Monday, 2 March 2015
Know Your HOA-Part 2

In last week's post about HOA's, I told you the basic premise of what an HOA is and I encouraged you to make sure you understand the fees that are assessed each month or quarter if you buy a home that is governed by an HOA. In this week's post I'd like to explain briefly why it is so important for you to know the specific rules and regulations of your current HOA and/or those governing a neighborhood in which you would like to purchase a home.

For the most part, HOA's are great protection for your home's property value.  Some of the rules might seem unreasonable, but as one reporter for CNN Money says, "While the rules may seem arbitrary, you have to ask yourself, 'What if every resident did the same thing?' said Rathbun. In other words, the fact that your neighbor can't put his car on blocks in the front yard is probably to your benefit."

Your main responsibility as a homeowner in an HOA is to know the rules and regulations and to be a part of the democratic process that governs the HOA in which you live. By reading and knowing the bylaws, you can avoid costly mistakes, and by attending meetings, speaking up, and voting, you can guide what happens within your HOA. Being a part of your HOA will also establish more accountability toward those in leadership positions who make the decisions.

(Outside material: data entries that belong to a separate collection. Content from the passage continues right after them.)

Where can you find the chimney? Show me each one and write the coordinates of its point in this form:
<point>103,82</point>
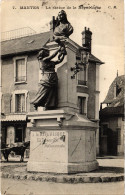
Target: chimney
<point>52,27</point>
<point>86,39</point>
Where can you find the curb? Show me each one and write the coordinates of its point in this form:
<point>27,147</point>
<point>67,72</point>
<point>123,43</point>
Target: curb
<point>64,179</point>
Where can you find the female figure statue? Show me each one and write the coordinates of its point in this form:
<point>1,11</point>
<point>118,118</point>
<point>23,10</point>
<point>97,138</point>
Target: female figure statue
<point>47,93</point>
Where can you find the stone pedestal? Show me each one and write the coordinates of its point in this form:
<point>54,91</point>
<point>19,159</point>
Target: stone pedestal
<point>61,142</point>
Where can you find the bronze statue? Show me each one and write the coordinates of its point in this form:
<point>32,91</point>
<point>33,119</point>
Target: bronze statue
<point>62,28</point>
<point>47,93</point>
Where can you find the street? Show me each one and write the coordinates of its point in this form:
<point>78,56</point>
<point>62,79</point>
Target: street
<point>16,187</point>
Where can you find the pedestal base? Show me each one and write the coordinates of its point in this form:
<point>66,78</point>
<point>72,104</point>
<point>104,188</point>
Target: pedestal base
<point>69,147</point>
<point>50,167</point>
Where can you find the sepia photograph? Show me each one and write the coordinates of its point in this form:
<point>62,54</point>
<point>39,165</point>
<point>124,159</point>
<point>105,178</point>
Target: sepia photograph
<point>62,97</point>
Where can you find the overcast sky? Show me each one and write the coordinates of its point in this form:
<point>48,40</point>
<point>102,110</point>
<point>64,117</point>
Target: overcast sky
<point>106,24</point>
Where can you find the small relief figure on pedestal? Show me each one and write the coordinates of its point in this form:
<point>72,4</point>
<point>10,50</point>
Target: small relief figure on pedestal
<point>47,95</point>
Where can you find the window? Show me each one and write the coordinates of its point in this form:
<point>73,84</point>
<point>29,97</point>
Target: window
<point>20,69</point>
<point>83,73</point>
<point>82,80</point>
<point>20,103</point>
<point>82,103</point>
<point>19,134</point>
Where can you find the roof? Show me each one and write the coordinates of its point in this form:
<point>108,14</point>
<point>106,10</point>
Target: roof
<point>118,83</point>
<point>14,117</point>
<point>24,44</point>
<point>31,43</point>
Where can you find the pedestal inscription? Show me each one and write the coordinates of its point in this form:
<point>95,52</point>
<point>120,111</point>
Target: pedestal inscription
<point>49,146</point>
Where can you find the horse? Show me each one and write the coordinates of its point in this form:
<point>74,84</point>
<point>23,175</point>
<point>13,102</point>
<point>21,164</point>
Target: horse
<point>19,150</point>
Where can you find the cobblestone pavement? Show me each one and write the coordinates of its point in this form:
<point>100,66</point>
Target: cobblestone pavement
<point>110,170</point>
<point>17,187</point>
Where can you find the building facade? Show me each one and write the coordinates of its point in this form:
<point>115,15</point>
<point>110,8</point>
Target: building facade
<point>21,76</point>
<point>112,119</point>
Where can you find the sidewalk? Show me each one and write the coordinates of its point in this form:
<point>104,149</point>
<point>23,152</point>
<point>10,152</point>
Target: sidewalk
<point>110,170</point>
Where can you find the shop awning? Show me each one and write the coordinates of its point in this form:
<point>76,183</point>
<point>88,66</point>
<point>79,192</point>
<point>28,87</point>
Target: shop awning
<point>14,117</point>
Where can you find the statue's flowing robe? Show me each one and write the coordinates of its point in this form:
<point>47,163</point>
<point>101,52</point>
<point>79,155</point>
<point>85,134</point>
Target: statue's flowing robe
<point>47,93</point>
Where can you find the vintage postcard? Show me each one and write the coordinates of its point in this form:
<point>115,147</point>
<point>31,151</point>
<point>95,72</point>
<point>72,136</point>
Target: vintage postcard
<point>62,97</point>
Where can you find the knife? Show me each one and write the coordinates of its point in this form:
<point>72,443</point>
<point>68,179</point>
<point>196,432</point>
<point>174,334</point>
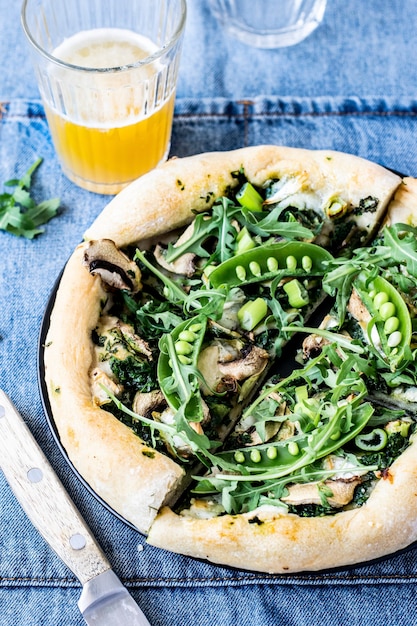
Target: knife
<point>104,600</point>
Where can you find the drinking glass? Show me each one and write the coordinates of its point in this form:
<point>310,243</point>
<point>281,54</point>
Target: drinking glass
<point>107,73</point>
<point>269,23</point>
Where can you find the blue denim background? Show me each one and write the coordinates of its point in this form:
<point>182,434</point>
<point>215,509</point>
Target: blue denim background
<point>351,86</point>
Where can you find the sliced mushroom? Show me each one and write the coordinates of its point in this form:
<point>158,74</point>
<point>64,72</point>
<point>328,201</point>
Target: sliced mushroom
<point>314,343</point>
<point>358,310</point>
<point>119,339</point>
<point>145,403</point>
<point>308,493</point>
<point>224,362</point>
<point>116,270</point>
<point>100,379</point>
<point>252,362</point>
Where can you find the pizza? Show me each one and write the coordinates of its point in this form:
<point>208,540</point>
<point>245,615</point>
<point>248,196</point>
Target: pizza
<point>230,360</point>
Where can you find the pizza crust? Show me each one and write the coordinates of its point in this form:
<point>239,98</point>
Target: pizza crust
<point>167,197</point>
<point>266,541</point>
<point>131,477</point>
<point>134,480</point>
<point>403,208</point>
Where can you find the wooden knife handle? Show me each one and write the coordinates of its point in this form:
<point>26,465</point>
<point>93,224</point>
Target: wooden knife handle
<point>43,497</point>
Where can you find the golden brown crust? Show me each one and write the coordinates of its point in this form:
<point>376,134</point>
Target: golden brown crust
<point>403,207</point>
<point>132,478</point>
<point>165,198</point>
<point>105,452</point>
<point>283,543</point>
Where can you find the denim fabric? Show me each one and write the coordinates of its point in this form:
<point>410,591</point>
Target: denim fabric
<point>217,109</point>
<point>362,47</point>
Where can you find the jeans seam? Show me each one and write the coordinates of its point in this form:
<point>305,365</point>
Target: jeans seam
<point>367,579</point>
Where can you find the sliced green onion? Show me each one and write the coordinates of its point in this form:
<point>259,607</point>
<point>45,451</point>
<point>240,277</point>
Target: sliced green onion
<point>251,313</point>
<point>244,241</point>
<point>373,441</point>
<point>249,198</point>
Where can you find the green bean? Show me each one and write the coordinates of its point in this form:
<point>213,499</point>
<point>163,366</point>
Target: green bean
<point>183,347</point>
<point>389,314</point>
<point>380,299</point>
<point>291,262</point>
<point>391,324</point>
<point>270,261</point>
<point>387,310</point>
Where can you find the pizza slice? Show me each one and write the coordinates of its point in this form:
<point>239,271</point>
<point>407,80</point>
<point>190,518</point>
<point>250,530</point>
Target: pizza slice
<point>172,311</point>
<point>324,460</point>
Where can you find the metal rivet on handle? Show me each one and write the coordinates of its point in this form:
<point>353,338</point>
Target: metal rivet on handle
<point>35,475</point>
<point>77,541</point>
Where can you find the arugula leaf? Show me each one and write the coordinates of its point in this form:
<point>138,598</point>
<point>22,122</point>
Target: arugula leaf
<point>20,215</point>
<point>270,224</point>
<point>403,249</point>
<point>218,225</point>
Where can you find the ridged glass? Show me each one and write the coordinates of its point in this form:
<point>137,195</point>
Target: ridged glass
<point>109,124</point>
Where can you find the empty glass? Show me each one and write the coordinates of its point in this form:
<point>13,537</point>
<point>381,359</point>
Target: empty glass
<point>269,23</point>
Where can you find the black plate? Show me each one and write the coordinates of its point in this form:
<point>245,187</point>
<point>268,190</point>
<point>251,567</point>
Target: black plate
<point>51,423</point>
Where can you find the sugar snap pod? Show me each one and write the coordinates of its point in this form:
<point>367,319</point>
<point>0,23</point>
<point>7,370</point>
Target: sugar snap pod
<point>117,419</point>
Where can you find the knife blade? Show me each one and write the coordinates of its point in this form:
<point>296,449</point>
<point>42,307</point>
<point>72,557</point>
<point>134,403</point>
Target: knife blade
<point>104,600</point>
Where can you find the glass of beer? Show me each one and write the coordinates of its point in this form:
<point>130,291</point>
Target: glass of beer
<point>107,73</point>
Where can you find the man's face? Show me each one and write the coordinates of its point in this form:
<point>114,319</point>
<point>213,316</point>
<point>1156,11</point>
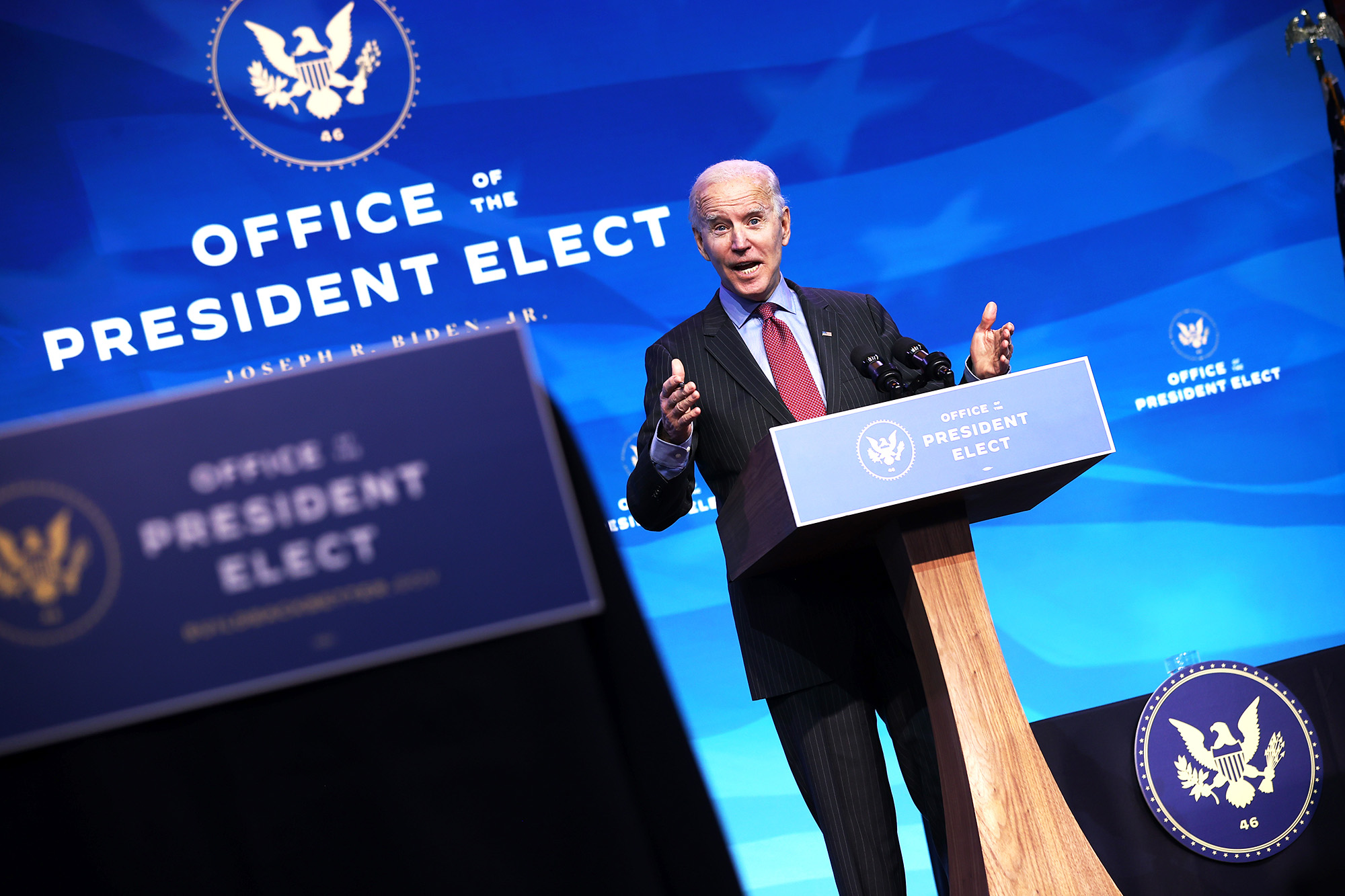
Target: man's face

I'm amazed at how many people don't even think to ask for a copy of the bylaws when they buy in an HOA, or they get them and never read them. Just because you don't know the rules doesn't mean they cannot be enforced. I observed a flatbed truck picking up a completely finished outdoor shed one day in a neighborhood, and when I inquired about it, I found out the owner had built it without permission. Because the HOA bylaws of that neighborhood forbid building outdoor structures, the owner was required to pay for the removal of this new building. This very costly mistake could have been avoided if he had just read the rules before he started building.

States vary on the rights of HOA's. In some states an HOA has the right to foreclose on a home when fees have gone unpaid, and in others the unpaid fines simply tie up what should have been a pretty simple closing on a sale, sometimes for several days or weeks. Even in states where an HOA is not able to levy fines against a homeowner, they can file costly lawsuits and seek judgments that allow them to obtain liens against homeowners.

Most HOA's have commonsense rules that protect the homeowner's property, but you need to know what you're getting into before you buy a new property or before you try to change one that you already own. I'll be happy to walk you through what to expect and help you find a neighborhood that suits your needs perfectly!